The characters are mildly archetypical, with vague and unrealistic motivation; the villains are of the Trying To Take Over The World and Insane Wizard With A Plan varieties, and there's even commentary from characters internal to the story parodying the aspects of "heroism" found in everyone's earliest stabs at playing the game. There are humorous moments related to the plot, but some of the tropes of gaming itself are the butt of the joke in a number of scenes.
The characters unashamedly spout anachronisms at every turn-- you can almost see the players pausing between handfuls of Cheetos to rattle off a modern idiom or two. The faerie is like something out of a Boris Vallejo ilLUSTration: there's a point where the word "naked" is used to describe her condition twice in a matter of about five sentences. When she's not nude, she's busy trying to assemble an outfit which is as suggestive as is possible for an adolescent male to imagine-- which is the whole point of the joke, obviously.
The book adamantly refuses to apologize for its lack of modern fantasy acoutrements such as rich motivations and character complexity... and bludgeons its way through to win your heart regardless. If you seek serious fantasy fare, or mindless Dragonlance drivel, look elsewhere.

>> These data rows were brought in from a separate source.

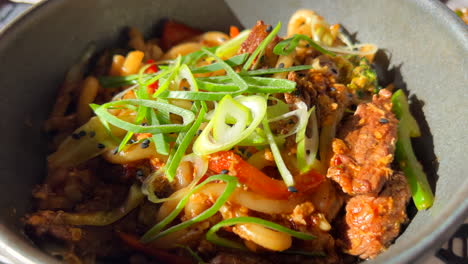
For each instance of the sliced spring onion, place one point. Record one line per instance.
(232, 46)
(261, 47)
(283, 170)
(174, 69)
(155, 231)
(234, 61)
(212, 237)
(181, 146)
(160, 142)
(229, 71)
(187, 116)
(355, 49)
(278, 70)
(288, 45)
(307, 147)
(134, 199)
(206, 144)
(200, 165)
(304, 253)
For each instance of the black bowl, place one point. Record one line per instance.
(425, 51)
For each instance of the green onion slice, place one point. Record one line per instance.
(288, 45)
(261, 47)
(212, 237)
(187, 116)
(206, 143)
(307, 147)
(283, 170)
(232, 46)
(155, 231)
(234, 61)
(182, 143)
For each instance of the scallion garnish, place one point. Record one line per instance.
(182, 143)
(283, 170)
(212, 237)
(253, 108)
(261, 47)
(288, 45)
(232, 62)
(187, 116)
(155, 231)
(307, 147)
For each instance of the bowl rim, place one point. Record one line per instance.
(434, 235)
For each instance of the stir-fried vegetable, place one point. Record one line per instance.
(214, 238)
(103, 218)
(408, 127)
(155, 232)
(248, 112)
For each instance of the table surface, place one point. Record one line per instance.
(455, 251)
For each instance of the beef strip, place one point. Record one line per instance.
(259, 32)
(365, 146)
(372, 222)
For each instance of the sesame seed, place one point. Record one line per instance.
(383, 120)
(145, 143)
(140, 173)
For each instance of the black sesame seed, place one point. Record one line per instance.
(145, 143)
(140, 173)
(383, 120)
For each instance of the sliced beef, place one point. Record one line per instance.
(365, 146)
(259, 32)
(372, 222)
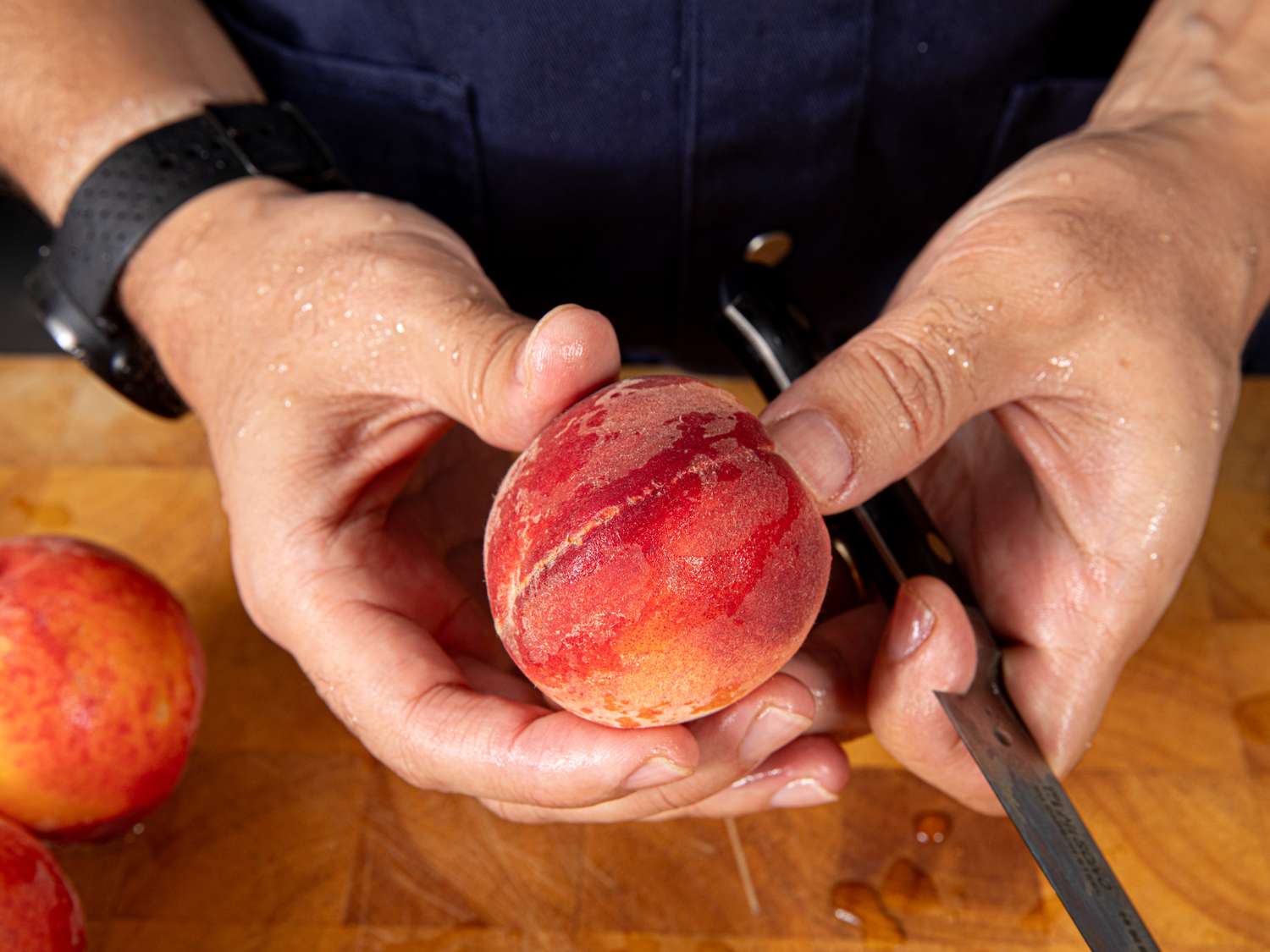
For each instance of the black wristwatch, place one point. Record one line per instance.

This book is beer and pretzels-type fare, with all the swashbuckling and lack of seriousness that implies... but unless I miss my mark, Paul Kidd has also embedded the book with some serious commentary on the D&D game itself, and how it has evolved in the years since its infancy.
In fact, unless I'm ascribing more genius to the work than Kidd intended, the book acts as a deconstruction of legacy D&D campaigns and even the modern angst-ridden White Wolf-style gaming heroes... and it works!